As the sun disappears outside, Pavel kisses Hikaru, still wrapped around him, Hikaru leaning back against the headboard, his hands roaming over Pavel's back as they both begin to get hard. Pavel keeps crying, can't stop, and Hikaru keeps whispering that it's okay, everything's okay now.  
  
"Don't drink mysterious alien substances, please," Hikaru says. "I don't – I won't survive, okay, if anything happens to you. All day I felt like I was being eaten alive from the inside out, and you were only gone for seven hours."   
  
"I drank it because I was mad at you," Pavel says. "But I am not mad anymore, oh, Hikaru, I will never be mad again."  
  
"I'd like to have that in writing."   
  
Pavel knows that it's not true; already the details of his past lives are fading. Someday he'll look back on this and feel certain that it was all just a hallucination – a story about a bear that his mother told him when he was a child, his stupid dreams of having Hikaru's baby, the cold he's always been surrounded by, in Russia and in space, and Hikaru always the solution to it, his way to keep warm.   
  
Room service arrives and Pavel eats like a pig, feeling as if he's been starving for weeks. Afterward he takes a shower, washing away the scent of incense from that hut. Hikaru joins him, and they linger under the hot water for a long time, washing each other and necking lazily, rubbing their erections together.   
  
"We can't have sex, remember," Hikaru warns when Pavel reaches down to stroke him.  
  
"I don't care if I get space pregnant," Pavel says, and Hikaru laughs. "Anyway, I know that I won't. That potion she gave me, it did exactly what it was supposed to do. It showed me how lucky I am to have found you. How short a time we have together, how we should not waste a moment."  
  
"I'm sorry about that hike," Hikaru says. "I really didn't mean for it to be like that, I just kept seeing all these interesting species –"  
  
"It's okay, Hikaru. I'm sorry I was so impatient. Mostly I was wanting to have sex with you, and you were more interested in plants."  
  
"Only because I didn't know about this whole sex side quest," Hikaru says, squeezing Pavel's ass. "I thought we were just hiking."  
  
"I brought a blanket and the lubricant and everything!"   
  
"Aww, Pavel." Hikaru kisses him, pressing him against the shower wall and framing Pavel's head with his arms as they both grow harder, breathless. "You should have told me."   
  
"I'll tell you now, how is that?" Pavel says, rutting against Hikaru's hip. "Fuck me, Hikaru.
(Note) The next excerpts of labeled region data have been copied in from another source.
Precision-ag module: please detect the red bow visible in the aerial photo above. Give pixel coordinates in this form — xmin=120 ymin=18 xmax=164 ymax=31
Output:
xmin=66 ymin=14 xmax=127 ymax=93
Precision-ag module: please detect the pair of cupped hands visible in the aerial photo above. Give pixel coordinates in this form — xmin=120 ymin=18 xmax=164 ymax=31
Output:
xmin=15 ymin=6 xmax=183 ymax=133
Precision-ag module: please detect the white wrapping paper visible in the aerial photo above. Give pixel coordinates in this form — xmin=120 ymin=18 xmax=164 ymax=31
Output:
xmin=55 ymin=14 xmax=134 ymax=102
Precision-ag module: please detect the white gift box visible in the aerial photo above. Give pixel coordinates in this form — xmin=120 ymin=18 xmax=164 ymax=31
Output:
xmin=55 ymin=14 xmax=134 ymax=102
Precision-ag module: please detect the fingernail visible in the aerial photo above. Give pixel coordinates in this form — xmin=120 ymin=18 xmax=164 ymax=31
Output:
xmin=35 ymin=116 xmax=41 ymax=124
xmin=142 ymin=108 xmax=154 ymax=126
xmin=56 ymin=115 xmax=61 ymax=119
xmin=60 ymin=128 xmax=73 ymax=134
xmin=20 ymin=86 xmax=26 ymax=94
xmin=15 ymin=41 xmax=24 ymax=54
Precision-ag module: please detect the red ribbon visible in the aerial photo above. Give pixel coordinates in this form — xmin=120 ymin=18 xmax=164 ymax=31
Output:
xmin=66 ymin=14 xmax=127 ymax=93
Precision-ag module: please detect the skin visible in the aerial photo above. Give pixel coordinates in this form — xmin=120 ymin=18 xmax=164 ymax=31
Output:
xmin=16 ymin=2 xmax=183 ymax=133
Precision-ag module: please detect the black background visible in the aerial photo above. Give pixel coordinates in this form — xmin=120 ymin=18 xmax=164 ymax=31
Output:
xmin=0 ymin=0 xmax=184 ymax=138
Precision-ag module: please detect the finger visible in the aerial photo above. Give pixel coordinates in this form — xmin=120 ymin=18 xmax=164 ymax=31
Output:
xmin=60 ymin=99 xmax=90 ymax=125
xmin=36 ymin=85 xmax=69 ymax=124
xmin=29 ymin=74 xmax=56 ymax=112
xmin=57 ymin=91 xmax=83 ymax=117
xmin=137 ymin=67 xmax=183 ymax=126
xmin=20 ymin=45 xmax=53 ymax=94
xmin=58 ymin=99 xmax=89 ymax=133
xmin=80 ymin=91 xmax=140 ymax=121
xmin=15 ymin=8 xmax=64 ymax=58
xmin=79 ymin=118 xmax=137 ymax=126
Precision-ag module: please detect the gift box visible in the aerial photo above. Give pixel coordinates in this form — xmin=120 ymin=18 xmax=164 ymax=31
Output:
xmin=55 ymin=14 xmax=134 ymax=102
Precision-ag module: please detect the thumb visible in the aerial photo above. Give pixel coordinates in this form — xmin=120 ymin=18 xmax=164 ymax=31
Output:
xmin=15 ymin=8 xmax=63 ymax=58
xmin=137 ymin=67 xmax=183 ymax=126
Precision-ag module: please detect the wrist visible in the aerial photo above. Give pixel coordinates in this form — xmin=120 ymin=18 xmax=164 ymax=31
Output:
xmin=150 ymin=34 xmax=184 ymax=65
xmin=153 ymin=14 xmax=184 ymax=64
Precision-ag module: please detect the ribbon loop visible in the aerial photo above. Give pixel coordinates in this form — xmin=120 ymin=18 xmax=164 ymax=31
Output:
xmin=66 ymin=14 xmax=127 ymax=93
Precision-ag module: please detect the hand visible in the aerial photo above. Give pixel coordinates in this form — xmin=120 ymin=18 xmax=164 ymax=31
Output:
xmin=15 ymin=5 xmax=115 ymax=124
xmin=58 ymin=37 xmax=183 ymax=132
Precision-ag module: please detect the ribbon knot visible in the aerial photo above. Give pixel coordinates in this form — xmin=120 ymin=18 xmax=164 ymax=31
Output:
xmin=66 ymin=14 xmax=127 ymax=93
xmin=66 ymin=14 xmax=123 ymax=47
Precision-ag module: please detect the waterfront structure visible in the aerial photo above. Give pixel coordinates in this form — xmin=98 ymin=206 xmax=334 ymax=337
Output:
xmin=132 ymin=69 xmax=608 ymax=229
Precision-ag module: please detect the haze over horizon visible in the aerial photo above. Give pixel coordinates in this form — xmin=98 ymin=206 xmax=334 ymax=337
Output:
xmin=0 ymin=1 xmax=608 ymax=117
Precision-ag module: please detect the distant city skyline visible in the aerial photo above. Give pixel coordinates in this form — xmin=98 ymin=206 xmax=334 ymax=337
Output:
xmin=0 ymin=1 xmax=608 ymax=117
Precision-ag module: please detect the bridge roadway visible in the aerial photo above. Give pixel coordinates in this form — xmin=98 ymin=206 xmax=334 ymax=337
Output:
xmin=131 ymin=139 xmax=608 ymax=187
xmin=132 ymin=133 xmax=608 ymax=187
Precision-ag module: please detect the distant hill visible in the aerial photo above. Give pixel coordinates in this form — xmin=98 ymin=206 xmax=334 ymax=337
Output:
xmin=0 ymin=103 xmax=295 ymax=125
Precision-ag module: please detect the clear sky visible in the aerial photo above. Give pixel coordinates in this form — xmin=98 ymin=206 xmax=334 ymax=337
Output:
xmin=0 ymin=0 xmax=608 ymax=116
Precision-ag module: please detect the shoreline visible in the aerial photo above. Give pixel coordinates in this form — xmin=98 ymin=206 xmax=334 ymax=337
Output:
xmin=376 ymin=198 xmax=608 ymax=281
I need you inside me – _oh_."   
  
They move to the bed, still wet from the shower, and Pavel opens his legs around Hikaru's body, staring up at him and thinking, deliriously, that Hikaru should always be soaking wet. They're careful with each other, slow, worshipful, and when Pavel comes he calls Hikaru _husband_ , speaking Russian. _Yes, yes, oh, husband, I've missed you_.